Summary: The more closely I am tied to the Christian community of a local church the more hopeful I will be!
Connecting with Community Provides Hope – 1 Thessalonians 2:17-20
Part 2 of 4 in the series “A Time for Hope!”
We’re glad you’re here today as we continue our series on hope.
Hope is a vital part of life. Once you start losing hope your life becomes more challenging. You’re more easily tempted to give in and to give up. Things that wouldn’t normally derail you begin to erode your sense of well being.
People who lose hope stop trying. They stop trying in their relationships. They stop trying to maintain good health. They stop trying in their finances. Losing hope can even cause you to give up on God.
A lot of bad choices are made when people begin losing hope. They say to themselves “What’s the use?” “What’s the use to keep trying with my marriage? What’s the use of continuing to follow Christ and going to church when I still fail miserably at times? What’s the use of trying to make my children act right – they still misbehave? What’s the use in trying to get my family and friends to come to Christ? What’s the use staying morally pure with so many people around me living how they want to? What’s the use living with integrity on the job when many others are not doing so?”
Asking yourself “what’s the use” questions is a sign that you may need to have your hope re-energized. Lost hope makes you want to stop trying. That’s why we vitally need hope. Real hope – not imaginary hope.
We don’t benefit from the lies all around us that people tell themselves to keep going. They tell themselves that hope is in the bottom of a bottle of booze or in a needle or in a string of illicit sexual relationships or in material gain or success or popularity. That’s not where hope is. Millions of people could tell you – they’ve tried that stuff and it doesn’t provide hope. We need to know the truth about hope. That’s why we’re looking to God’s Word.
Today we’re going to look at what the Bible says in Paul’s first letter to the church in the Grecian city of Thessalonica. Paul and his missionary team had started the church there but they were run out of town by a riotous mob after only three weeks of proclaiming the Good News about Jesus. The new believers asked Paul to leave town for his own safety. (Acts 17) So he writes this letter to let them know he’s still thinking about them. What he says in this passage is pregnant with implications about hope.
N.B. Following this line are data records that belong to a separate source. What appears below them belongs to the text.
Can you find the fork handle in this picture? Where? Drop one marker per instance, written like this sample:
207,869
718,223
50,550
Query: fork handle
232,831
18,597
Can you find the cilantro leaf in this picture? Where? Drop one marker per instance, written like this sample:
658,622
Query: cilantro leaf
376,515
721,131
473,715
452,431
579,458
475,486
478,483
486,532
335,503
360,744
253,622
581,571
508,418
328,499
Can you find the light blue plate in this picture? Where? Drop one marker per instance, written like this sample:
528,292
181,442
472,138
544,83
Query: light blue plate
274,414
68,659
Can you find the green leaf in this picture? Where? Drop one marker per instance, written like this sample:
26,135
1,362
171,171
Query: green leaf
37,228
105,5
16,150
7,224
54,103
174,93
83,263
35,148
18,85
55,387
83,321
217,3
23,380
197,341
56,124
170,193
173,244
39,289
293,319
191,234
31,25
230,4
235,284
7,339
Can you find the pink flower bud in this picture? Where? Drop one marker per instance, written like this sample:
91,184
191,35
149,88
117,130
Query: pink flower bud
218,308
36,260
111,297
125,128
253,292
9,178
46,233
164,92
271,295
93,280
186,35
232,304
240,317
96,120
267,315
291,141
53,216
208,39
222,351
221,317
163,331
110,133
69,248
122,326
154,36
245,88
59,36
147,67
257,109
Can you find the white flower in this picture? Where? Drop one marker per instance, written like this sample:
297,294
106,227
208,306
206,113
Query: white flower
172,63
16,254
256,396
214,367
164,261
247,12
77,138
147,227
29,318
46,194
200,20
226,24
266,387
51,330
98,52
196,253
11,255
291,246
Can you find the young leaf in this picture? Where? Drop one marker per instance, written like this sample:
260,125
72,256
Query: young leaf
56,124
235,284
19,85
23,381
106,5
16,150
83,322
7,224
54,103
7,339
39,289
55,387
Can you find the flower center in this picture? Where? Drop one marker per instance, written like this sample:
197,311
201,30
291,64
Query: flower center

17 Dear brothers and sisters, after we were separated from you for a little while (though our hearts never left you), we tried very hard to come back because of our intense longing to see you again. (Circle “intense longing to see you) 18 We wanted very much to come to you, and I, Paul, tried again and again, but Satan prevented us. 19 After all, what gives us hope (circle that question, “what gives us hope?”) and joy, and what will be our proud reward and crown as we stand before our Lord Jesus when he returns? It is you! 1 Thessalonians 2:17-20 (NLT)
Paul asks the question in verse 19, “What gives us hope?” That’s precisely the question we all need answered.